The Case of Forgetting Bartolo Colon goes a long way towards explaining why both Alex Rodriguez and Bud Selig have acted like damn fools in the Biogenesis affair, each with a flagrant disregard for their own best interests. It also suggests why Bud leads A-Rod by percentage points in the tightest pennant race of the season, the quest for the Missing Nose to Spite Face Division gonfalon.

A-Rod starts off with a handicap in that race -- a legimate excuse. He's a psychological basket case, way too messed-up and delusional to see what his best interests are. Out of an unhealthy desire to be loved, Rodriguez basically has come to believe that his own self-love is universal. He looks in the mirror and sees Derek Jeter. Baseball heroes like me don't do PEDs, Therefore, I will fight this charge with every fiber of my being.

This stance is hampered by the fact Rodriguez has already admitted to past PED use. If he'd only had the self-perception to crawl off his high horse, A-Rod could've already put Biogenesis behind him, serving a 50-game suspension that'd just be another unpleasant cloud across his superstar sunshine life, like getting booed, snarky items in Page Six, and the fact he sees the real Derek Jeter right next to him in the infield, or used to, anyway.

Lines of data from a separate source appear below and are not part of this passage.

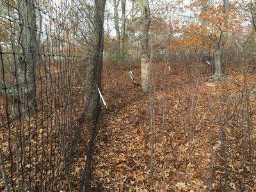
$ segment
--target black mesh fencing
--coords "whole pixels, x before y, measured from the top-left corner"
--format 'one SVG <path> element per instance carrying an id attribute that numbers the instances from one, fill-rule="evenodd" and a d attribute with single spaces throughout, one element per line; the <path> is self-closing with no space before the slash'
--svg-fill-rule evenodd
<path id="1" fill-rule="evenodd" d="M 78 186 L 74 159 L 93 132 L 87 113 L 99 114 L 104 2 L 0 1 L 0 191 Z"/>

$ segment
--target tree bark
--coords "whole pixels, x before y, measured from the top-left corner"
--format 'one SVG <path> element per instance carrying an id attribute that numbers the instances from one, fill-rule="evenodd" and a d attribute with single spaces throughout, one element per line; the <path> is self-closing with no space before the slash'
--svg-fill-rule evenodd
<path id="1" fill-rule="evenodd" d="M 95 12 L 92 25 L 92 47 L 90 53 L 90 61 L 86 65 L 84 111 L 81 120 L 93 118 L 98 110 L 99 95 L 98 88 L 100 88 L 101 67 L 103 54 L 103 22 L 104 12 L 105 10 L 105 0 L 95 0 Z M 86 118 L 84 118 L 86 117 Z"/>
<path id="2" fill-rule="evenodd" d="M 13 108 L 15 110 L 14 113 L 19 111 L 19 113 L 28 117 L 35 113 L 35 109 L 36 13 L 34 0 L 20 0 L 19 3 L 19 17 L 22 23 L 20 45 L 24 54 L 19 56 L 14 74 L 17 77 L 20 102 L 15 102 Z"/>
<path id="3" fill-rule="evenodd" d="M 118 4 L 119 4 L 119 1 L 117 0 L 118 1 L 116 2 L 116 0 L 113 0 L 113 5 L 114 6 L 114 22 L 115 22 L 115 29 L 116 30 L 116 40 L 117 40 L 117 44 L 118 44 L 118 53 L 120 53 L 120 33 L 119 30 L 119 17 L 118 17 Z"/>
<path id="4" fill-rule="evenodd" d="M 140 0 L 140 7 L 141 14 L 141 86 L 144 93 L 150 88 L 150 50 L 148 44 L 148 31 L 150 22 L 150 12 L 148 0 Z"/>
<path id="5" fill-rule="evenodd" d="M 221 55 L 223 49 L 223 44 L 226 41 L 227 34 L 226 34 L 226 24 L 228 22 L 228 14 L 230 11 L 229 0 L 223 0 L 223 13 L 225 14 L 226 17 L 225 19 L 224 26 L 220 30 L 220 34 L 219 37 L 219 41 L 217 43 L 216 50 L 214 52 L 214 60 L 215 60 L 215 72 L 214 75 L 209 77 L 214 80 L 223 79 L 225 76 L 222 72 L 221 70 Z"/>
<path id="6" fill-rule="evenodd" d="M 125 4 L 126 0 L 121 0 L 121 7 L 122 7 L 122 26 L 121 26 L 121 37 L 120 37 L 120 54 L 124 54 L 124 42 L 125 36 Z"/>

Selig cannot plead mental illness. He is of eminently sound if slow mind. Alas, rational people have egos, too. Since Selig is also the CEO of a multibillion dollar business enterprise, he deserves more public scorn for letting ego get in the way of his and his sport's best interests.

When it comes to PED use, what is baseball's best interest? To eliminate it? No, that's impossible. Minimizing it would be nice, but that's not nearly as important to the sport as the Colon Effect, that is, getting media and fans to stop freaking out about it. The less attention PED use gets, the better.

So Selig chose to pursue A-Rod in the Biogenesis case not just vigorously, which could be excused, but noisily, which cannot. He made PED use in baseball front page, network news lead item in August, the slowest month of the news year and not incidentally, one of the two months where baseball has the major team sports calendar all to itself. That's worth a stadium's worth of boos from Harvard Business School.

Selig had options with A-Rod. He could've, as he was advised by the MLBPA, given the miscreant a 50-game suspension indicating this case was just more grist for baseball's routine PED policy. But no, Bud was also enthralled with his self-image, in this case, the image of a fearless Commissioner crusading to clean up the sport. This image is as delusional as Rodriguez's. Selig, after all, was Commissioner for the Great PED Binge of the 1990s and early 2000s. He used to say then his hands were tied, and wow, did you see how far those balls Mark and Sammy hit went!

It's almost impossible to like A-Rod and if you meet him, it's almost impossible not to like Bud. But pleasant or unpleasant, dumb is dumb. Somebody needs to step in and take their scissors away, before the two kids hurt themselves even worse.